Şair Asuman Susam ile yaşamı ve şiir yolculuğu iç içe geçmiş olan Gülten Akın’a dair kaleme aldığı biyografi kitabı Gülten üzerine konuştuk.
Kitabı bitirdiğim akşam belgeselini izlemeye gittim. Evet, içimde dev gibi bir Gülten Akın var, hep oldu. “Kestim Kara Saçlarımı” diyerek, birçok kadın gibi hep yaşamın içindeki yenilikleri karşılamaya hazırlıklı olmuştum ya da buna niyet etmiştim diyelim. Okuduğum kitap ve izlediğim belgesel karşımda bambaşka bir Gülten Akın’la karşılaşmama sebep oldu. Aslında tanımıyormuşum kendisini! Doğru bildiklerinin ardından inatla giden omurgalı bir kadın ve şair, oğlunun haksız yere hapiste olmasına yanıp yakılan bir anne, neredeyse hiçbir şeyini belli etmeyip şiirle iyileşip, iyileştiren koca bir yürek.
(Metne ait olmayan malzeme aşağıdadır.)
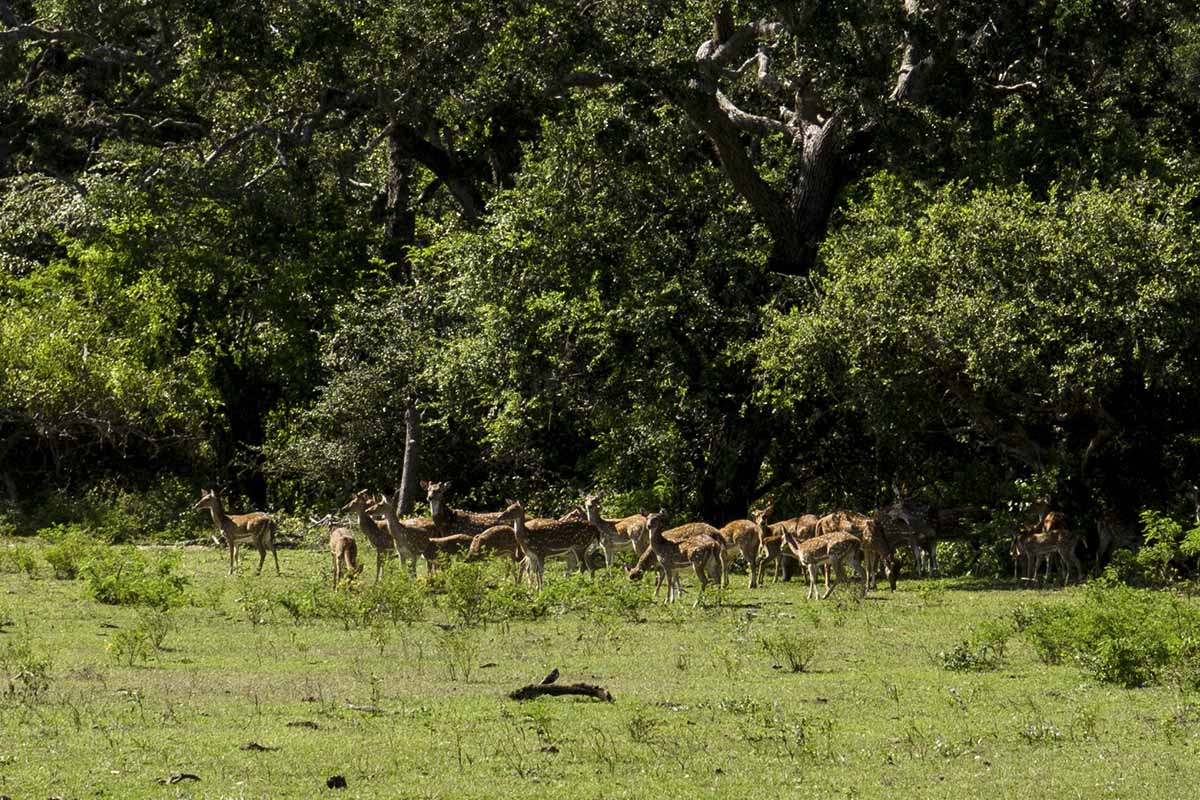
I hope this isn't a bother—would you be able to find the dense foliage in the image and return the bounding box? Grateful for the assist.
[0,0,1200,544]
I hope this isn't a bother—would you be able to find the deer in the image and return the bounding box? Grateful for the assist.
[629,511,725,607]
[784,530,865,600]
[629,545,683,597]
[1012,527,1084,587]
[583,492,649,567]
[421,481,504,536]
[502,500,596,591]
[367,489,470,575]
[329,525,362,591]
[720,506,770,589]
[341,489,416,583]
[875,498,940,578]
[192,487,280,575]
[816,511,896,591]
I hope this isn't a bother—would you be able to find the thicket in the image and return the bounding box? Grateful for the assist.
[0,0,1200,537]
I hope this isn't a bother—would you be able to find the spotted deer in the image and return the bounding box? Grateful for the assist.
[329,525,362,590]
[503,501,598,590]
[815,511,896,591]
[192,487,280,575]
[720,506,770,589]
[784,530,865,600]
[629,511,725,606]
[1012,528,1084,587]
[367,491,487,573]
[583,493,649,567]
[341,489,416,583]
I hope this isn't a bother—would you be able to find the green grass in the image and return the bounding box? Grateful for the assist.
[0,543,1200,799]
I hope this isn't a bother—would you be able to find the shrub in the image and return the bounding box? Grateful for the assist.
[0,545,37,578]
[0,639,50,703]
[80,547,187,609]
[37,524,100,581]
[1022,584,1200,687]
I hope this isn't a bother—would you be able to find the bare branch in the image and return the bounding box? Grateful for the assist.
[716,90,802,139]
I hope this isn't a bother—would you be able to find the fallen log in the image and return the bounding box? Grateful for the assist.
[509,684,612,703]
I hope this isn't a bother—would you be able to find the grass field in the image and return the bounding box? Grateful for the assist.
[0,542,1200,800]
Şair Asuman Susam, tüm bu hazırlıkları yönetmen Sefa Sarı ile göğüsleyen isim. Kendisiyle Gülten kitabı ve belgeseli hakkında konuştuk.
Öncelikle böylesine meşakkatli bir işin üstesinden başarıyla gelebildiğiniz için takdirlerimi ve teşekkürlerimi kabul edin. Gülten Akın’ın hayatının konu edildiği Gülten kitabı ve belgeseli için mesai süresini dâhil etmeden şunu sormak istiyorum. Fazlaca duygusal bir yükün altına girdiğinizin en başta farkında mıydınız yoksa içine girince mi kendini belli eden bir hâl oldu? Bunu hem kitabın taşıdığı duyguyu hem belgesel süresi boyunca hiç bitmeyen hüznü tarif edemeyen bir okur/izleyici olarak soruyorum.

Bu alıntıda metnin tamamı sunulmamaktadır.